Automated optimization of convergence parameters in plane wave density functional theory calculations via a tensor decomposition-based uncertainty quantification
Jan Janssen, Edgar Makarov, Tilmann Hickel, Alexander V. Shapeev, J\"org Neugebauer

TL;DR
This paper introduces an automated method using tensor decomposition-based uncertainty quantification to optimize convergence parameters in plane wave density functional theory calculations, aiming for parameter-free high-throughput material simulations.
Contribution
It presents a novel, fully automated approach that predicts convergence parameters based on target accuracy, reducing manual tuning in density functional theory calculations.
Findings
Efficient representation of errors in convergence parameters.
Automated approach achieves target accuracy without manual parameter selection.

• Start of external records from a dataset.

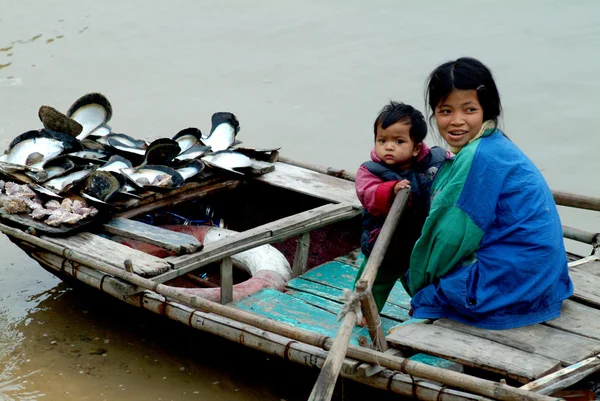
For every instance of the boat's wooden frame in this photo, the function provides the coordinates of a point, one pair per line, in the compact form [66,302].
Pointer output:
[133,278]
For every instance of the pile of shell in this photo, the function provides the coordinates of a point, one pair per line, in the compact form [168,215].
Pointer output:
[17,198]
[78,153]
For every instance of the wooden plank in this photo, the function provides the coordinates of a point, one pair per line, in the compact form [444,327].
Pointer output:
[261,235]
[175,197]
[590,266]
[369,309]
[171,240]
[311,183]
[574,200]
[537,339]
[113,253]
[565,377]
[335,307]
[287,309]
[390,310]
[585,287]
[340,275]
[473,351]
[578,319]
[226,281]
[354,258]
[301,255]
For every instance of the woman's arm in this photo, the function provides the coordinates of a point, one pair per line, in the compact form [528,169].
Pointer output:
[374,194]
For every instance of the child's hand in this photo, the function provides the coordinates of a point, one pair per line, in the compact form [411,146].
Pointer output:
[401,185]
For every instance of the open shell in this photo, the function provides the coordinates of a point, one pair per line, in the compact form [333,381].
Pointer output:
[91,111]
[187,138]
[191,169]
[228,160]
[33,148]
[158,178]
[102,185]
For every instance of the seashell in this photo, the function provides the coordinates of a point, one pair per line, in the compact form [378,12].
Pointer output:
[161,152]
[225,127]
[90,155]
[115,164]
[187,138]
[195,152]
[102,185]
[191,169]
[153,177]
[25,149]
[228,160]
[65,182]
[101,131]
[91,111]
[127,144]
[54,120]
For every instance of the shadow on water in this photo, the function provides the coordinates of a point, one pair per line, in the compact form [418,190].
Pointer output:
[78,343]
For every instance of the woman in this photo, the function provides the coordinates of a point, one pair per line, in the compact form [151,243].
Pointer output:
[491,253]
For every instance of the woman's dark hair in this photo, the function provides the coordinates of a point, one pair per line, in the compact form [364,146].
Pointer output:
[465,73]
[399,112]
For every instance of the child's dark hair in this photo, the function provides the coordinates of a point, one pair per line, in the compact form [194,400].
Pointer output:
[465,73]
[400,112]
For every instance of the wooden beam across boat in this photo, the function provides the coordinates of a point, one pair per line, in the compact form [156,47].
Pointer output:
[311,183]
[536,339]
[564,377]
[175,197]
[167,239]
[470,350]
[265,234]
[112,253]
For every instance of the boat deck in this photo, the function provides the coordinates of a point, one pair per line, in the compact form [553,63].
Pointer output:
[312,301]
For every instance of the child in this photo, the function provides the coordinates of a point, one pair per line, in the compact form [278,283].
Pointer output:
[400,159]
[491,253]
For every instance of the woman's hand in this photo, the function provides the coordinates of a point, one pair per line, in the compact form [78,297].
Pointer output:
[401,185]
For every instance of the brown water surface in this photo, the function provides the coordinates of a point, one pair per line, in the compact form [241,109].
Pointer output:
[308,76]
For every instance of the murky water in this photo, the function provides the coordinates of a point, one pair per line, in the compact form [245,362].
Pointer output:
[309,77]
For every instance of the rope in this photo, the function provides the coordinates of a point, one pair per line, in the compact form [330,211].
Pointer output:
[351,303]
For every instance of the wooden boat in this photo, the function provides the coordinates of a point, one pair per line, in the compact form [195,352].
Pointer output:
[311,214]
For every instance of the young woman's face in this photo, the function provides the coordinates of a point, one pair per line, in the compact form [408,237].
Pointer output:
[394,146]
[459,117]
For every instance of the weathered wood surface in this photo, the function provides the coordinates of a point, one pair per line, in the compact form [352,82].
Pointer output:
[390,310]
[178,196]
[226,280]
[287,309]
[578,319]
[112,253]
[261,235]
[473,351]
[564,377]
[586,287]
[591,266]
[340,275]
[301,255]
[354,258]
[311,183]
[335,307]
[536,339]
[578,201]
[171,240]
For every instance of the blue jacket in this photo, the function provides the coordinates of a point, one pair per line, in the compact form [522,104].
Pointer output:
[491,253]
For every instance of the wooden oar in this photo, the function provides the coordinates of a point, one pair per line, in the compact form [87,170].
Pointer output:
[323,388]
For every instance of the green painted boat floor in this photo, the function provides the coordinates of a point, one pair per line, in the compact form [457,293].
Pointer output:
[312,302]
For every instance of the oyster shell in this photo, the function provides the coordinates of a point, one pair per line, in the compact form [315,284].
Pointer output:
[91,111]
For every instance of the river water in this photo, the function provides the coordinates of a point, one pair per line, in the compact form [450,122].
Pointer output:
[307,76]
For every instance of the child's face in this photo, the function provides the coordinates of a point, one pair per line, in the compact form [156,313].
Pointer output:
[459,117]
[394,146]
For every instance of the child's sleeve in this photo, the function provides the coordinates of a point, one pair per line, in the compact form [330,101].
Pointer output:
[374,194]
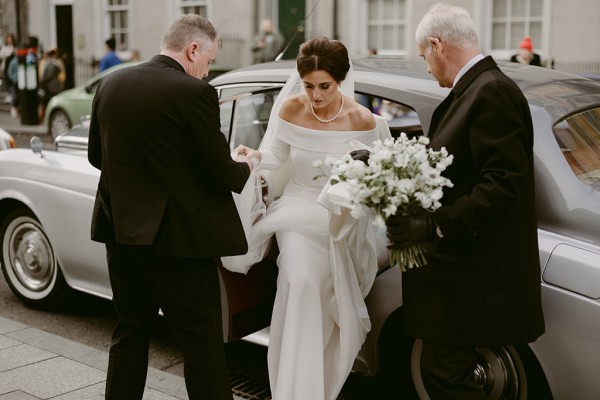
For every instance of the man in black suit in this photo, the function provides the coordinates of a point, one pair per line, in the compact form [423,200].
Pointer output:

Validated on a large set of cubic fcc elements.
Abstract
First principles approaches have revolutionized our ability in using computers to predict, explore and design materials. A major advantage commonly associated with these approaches is that they are fully parameter free. However, numerically solving the underlying equations requires to choose a set of convergence parameters. With the advent of high-throughput calculations it becomes exceedingly important to achieve a truly parameter free approach. Utilizing uncertainty quantification (UQ) and tensor decomposition we derive a numerically highly efficient representation of the statistical and systematic error in the multidimensional space of the convergence parameters. Based on this formalism we implement a fully automated approach that requires as input the target accuracy rather than convergence parameters. The performance and robustness of the approach are shown by applying it to a…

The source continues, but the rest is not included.